Отношение к самоубийцам зрелого Горького резко отрицательное. Причем отрицательное до безжалостности. На самоубийство Маяковского он отозвался почти презрительно: «Нашел время». Смерть Есенина более тронула его, всколыхнув воспоминания о поэте. Илья Груздев с ужасом, смешанным с восторгом, писал Горькому о том, как погиб Есенин:

«Есенин в гробу был изумителен. Детское, страдальческое лицо, искривленные губы и чуть сведенные брови. И, странно, куда делась его внешность рязанского мальчика с примесью потасканного альфонса. Вместо этого он напомнил мне итальянца времен Возрождения. Какой благородный профиль, какие красивые руки! Это впечатление дня незабываемое на всю жизнь…

и удавил себя».

Интересно, что Горький к подобному способу самоубийства отнесся с недоверием знатока.

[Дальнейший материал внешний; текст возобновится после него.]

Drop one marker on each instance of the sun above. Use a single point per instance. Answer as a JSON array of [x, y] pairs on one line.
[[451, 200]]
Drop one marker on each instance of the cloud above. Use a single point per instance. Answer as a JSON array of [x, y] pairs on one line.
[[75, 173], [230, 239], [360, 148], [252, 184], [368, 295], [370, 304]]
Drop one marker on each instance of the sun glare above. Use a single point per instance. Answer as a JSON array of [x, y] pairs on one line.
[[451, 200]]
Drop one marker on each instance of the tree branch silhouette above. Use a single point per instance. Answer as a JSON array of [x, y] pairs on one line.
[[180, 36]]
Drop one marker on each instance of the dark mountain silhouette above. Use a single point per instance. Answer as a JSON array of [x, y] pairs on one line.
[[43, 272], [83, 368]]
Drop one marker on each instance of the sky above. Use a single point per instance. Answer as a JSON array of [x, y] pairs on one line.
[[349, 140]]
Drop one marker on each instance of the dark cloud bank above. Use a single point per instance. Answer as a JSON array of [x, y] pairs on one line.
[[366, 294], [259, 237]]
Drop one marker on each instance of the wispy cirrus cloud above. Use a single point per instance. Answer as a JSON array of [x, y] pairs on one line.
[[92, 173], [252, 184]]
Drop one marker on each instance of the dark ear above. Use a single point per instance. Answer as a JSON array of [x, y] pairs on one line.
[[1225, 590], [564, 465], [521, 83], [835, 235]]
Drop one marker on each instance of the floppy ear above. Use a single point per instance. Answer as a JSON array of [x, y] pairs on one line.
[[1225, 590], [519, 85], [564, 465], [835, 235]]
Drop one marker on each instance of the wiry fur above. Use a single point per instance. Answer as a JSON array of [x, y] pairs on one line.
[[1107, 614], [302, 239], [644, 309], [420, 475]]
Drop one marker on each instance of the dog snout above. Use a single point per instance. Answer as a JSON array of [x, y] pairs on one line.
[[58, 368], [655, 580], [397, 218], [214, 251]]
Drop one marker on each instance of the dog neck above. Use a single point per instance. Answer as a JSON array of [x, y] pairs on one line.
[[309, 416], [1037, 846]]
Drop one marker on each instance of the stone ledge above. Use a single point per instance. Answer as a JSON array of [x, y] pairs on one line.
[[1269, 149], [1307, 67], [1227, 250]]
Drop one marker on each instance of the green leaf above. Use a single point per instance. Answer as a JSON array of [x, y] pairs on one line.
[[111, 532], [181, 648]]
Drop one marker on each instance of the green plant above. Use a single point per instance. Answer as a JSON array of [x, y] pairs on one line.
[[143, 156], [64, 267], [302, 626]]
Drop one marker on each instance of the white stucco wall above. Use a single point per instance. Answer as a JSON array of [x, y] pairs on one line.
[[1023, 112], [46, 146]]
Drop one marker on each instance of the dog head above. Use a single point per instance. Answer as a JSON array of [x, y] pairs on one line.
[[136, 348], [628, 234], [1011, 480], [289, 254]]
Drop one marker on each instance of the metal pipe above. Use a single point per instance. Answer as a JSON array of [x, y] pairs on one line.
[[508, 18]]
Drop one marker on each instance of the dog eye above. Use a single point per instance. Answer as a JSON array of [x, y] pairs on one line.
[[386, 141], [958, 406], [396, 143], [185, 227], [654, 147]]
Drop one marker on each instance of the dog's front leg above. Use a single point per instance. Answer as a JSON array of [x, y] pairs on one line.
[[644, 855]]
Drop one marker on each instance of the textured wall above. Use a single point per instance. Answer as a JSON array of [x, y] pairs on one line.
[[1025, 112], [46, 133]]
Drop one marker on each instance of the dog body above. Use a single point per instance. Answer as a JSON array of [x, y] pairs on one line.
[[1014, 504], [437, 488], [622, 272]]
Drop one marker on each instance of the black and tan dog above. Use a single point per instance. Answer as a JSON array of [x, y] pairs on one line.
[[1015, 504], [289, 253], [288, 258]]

«То, что Вы сообщили о Есенине, и поразило меня и еще более цветисто окрасило его в моих глазах. Это — редкий случай спокойной ярости, с коей — иногда — воля человека к самоуничтожению борется с инстинктом жизни и преодолевает его.

Едва ли я страдал когда-либо и страдаю ныне „суицидоманией“ — влечением к самоубийству — как это утверждает д-р И. Б. Галант (опять Галант! — П. Б.) у вас, в „Клиническом архиве“, но было время, когда я весьма интересовался вопросом о самоубийстве и собирал описания наиболее характерных случаев такового. В 97-м году, в Лионе, некий портной устроил в подвале у себя гильотину с зеркалом, чтоб видеть, как нож ее отрежет голову ему. Он это видел, как заключили доктора. В 94-м Кромулин, студент Новороссийского университета, снял с койки матрас, поставил под койку три зажженных свечи и решал сложное математическое вычисление, в то время, как огонь жег ему спинные позвонки и жарил мозг в них. Через 27 минут он уже не мог решать вычисление, а затем — умер. Фактов такого порядка немало, но они, на мой взгляд, имеют характер „исследовательский“, как бы пародируют „научное любопытство“. Случая, подобного Есенинскому, — не помню. Нет ничего легче, как убить себя „сразу“, вовсе не трудно уморить себя голодом, но уничтожить себя так, как это, по Вашим словам, сделано Есениным, — потребна туго натянутая и несокрушимая воля».

он в раннем творчестве испытывал человека на прочность по ницшеанскому принципу: «Если жизнь тебе не удалась, может быть, тебе удастся смерть?» Но сам Горький, даже ранний, знал наверняка: ему смерть как раз не удалась. Так, может быть, возможно, спрашивал он себя, все-таки удастся жизнь?